Emirsian :: Accidentally In Between

Orient trifft Okzident – und Volksweise bezwingt Indie-Folk.

Wer sich sattgehört hat am sparsam instrumentierten Indie-Folk, an Songs, die eine auf der Akustikgitarre gezupfte Akkordfolge zur atmosphärischen Endlosschlaufe werden lassen, an Liedern, deren einzige Dramatik darin besteht, sich vier Minuten lang langsam zu steigern, der spart sich die erste Platte von Emirsians Doppelalbum „Accidentally In Between“ besser für später auf.

Zwar verziert Aren Emirze, der Emirsian ist, im hypnotischen „Hit ‚Em“ seine Fingerpickings geschmackvoll mit Obertönen, lässt „Care“ zum zarten Mantra werden und hat mit „Friends“ eine traurig-schöne Ballade im Repertoire. Doch die Ausdrucksmittel des Mannes, der sonst mit Harmful Noiserock macht, erschöpfen sich auf seinem dritten Solowerk zu schnell, wiederholen sich zu oft, und die zur Schau gestellte Empfindsamkeit verliert sich im Dekorativen.

Es war daher einer der besseren Einfälle Emirzes, ein Doppelalbum zu machen und auf die zweite Platte Neuinterpretationen von Volksweisen aus seinem Vaterland Armenien zu packen. Auch wenn man die Texte nicht versteht, ahnt man hinter den arabesk verschnörkelten Gesangsmelodien, den tänzerischen Rhythmen, den fein-pathetischen Arrangements eine lyrische Tiefe, die man auf der ersten Platte vermisst. Etwa wenn der traurige Walzer „Yar Ko Parag Boyin Mernem“ von einer Liebe erzählt, die bereit ist, alles zu opfern, oder sich das Hirtenlied „Hinkalla“ kurz in eine Rocknummer verwandeln darf. (Hayk/Soulfood) Gunther Reinhardt

Beste Songs: „Friends“, „Hinkalla“

Lady Gaga **¿

Born This Way

Eine mittelschwere Schrottplatte der souveränen Künstlerin

Wer diese Platte hören will, hat sie mittlerweile gehört.

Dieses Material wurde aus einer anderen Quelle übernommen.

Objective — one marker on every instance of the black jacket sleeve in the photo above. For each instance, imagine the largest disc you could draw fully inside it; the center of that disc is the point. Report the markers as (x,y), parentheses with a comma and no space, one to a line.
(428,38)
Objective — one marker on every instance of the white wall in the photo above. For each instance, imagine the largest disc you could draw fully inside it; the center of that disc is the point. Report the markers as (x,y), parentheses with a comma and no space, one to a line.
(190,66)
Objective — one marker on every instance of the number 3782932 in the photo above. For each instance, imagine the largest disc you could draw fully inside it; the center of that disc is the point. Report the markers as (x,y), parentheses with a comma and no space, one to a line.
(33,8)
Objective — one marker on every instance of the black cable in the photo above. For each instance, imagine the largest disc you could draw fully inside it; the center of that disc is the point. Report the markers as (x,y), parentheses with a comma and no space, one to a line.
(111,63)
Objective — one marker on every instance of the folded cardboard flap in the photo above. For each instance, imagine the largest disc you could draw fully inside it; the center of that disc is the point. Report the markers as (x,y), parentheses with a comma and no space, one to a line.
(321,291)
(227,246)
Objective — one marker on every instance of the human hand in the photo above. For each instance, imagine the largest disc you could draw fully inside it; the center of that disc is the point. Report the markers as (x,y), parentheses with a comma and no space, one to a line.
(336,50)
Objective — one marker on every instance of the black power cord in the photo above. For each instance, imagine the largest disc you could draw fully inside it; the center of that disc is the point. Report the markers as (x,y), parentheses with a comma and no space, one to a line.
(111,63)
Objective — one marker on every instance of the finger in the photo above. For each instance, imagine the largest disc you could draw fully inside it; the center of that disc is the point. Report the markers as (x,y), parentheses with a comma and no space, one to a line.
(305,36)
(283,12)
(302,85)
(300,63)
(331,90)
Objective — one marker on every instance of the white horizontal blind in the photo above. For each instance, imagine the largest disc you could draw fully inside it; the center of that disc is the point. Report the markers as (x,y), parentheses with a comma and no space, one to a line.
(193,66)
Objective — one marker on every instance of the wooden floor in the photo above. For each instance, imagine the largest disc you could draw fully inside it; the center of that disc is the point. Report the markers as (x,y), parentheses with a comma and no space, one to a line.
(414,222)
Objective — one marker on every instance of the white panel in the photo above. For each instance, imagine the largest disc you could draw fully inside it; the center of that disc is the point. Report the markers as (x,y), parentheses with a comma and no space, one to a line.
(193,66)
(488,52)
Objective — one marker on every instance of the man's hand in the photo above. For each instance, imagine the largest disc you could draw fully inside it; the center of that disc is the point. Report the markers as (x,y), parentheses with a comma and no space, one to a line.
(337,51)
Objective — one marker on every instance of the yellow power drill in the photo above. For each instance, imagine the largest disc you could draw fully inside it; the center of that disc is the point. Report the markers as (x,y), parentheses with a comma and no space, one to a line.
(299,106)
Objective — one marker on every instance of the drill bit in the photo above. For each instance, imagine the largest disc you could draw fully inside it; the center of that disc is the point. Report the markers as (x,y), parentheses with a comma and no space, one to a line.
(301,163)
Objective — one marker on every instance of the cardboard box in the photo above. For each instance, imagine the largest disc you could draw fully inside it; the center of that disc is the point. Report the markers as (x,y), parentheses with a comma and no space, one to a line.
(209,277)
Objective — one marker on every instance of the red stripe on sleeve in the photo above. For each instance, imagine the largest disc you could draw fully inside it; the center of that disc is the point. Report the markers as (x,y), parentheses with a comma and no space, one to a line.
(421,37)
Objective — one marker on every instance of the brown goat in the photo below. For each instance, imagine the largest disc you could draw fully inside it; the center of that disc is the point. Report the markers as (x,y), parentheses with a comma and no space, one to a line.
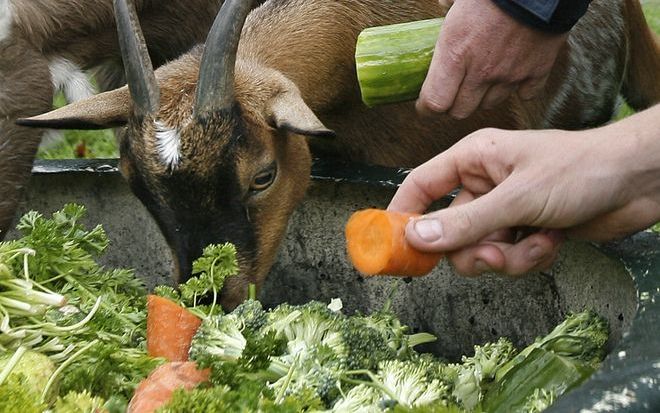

Und wer etwas gegen sie einwenden wollte, hat längst gesprochen und muss jetzt für immer schweigen. Nur noch das: Ich halte es für unwahrscheinlich, dass irgendeiner der Kritiker, die sich kurz nach Veröffentlichung des neuen Lady-Gaga-Albums so begeistert äußerten (71 von 100 Punkten auf der Website „Metacritic“), die Platte seither noch ein weiteres Mal auf- oder eingelegt hat. Was an sich nicht schlimm wäre. Es gibt ja gute Gründe dafür, Musik zu loben, die man sich zu Hause nie anhören würde. Allzu Anstrengendes zum Beispiel, von dem sich der Hörer dennoch ertappt, verstört und erschüttert fühlt. Oder, als populistischer Ringschluss: Wer ein Popwerk betrachtet, das für eine große, heterogene Masse gedacht ist – der wird sich womöglich anstrengen, es auch mit den Augen dieser Menschen zu sehen. Und das Stupide loben, das er für sich selbst würdelos fände. Ganz schön herablassend.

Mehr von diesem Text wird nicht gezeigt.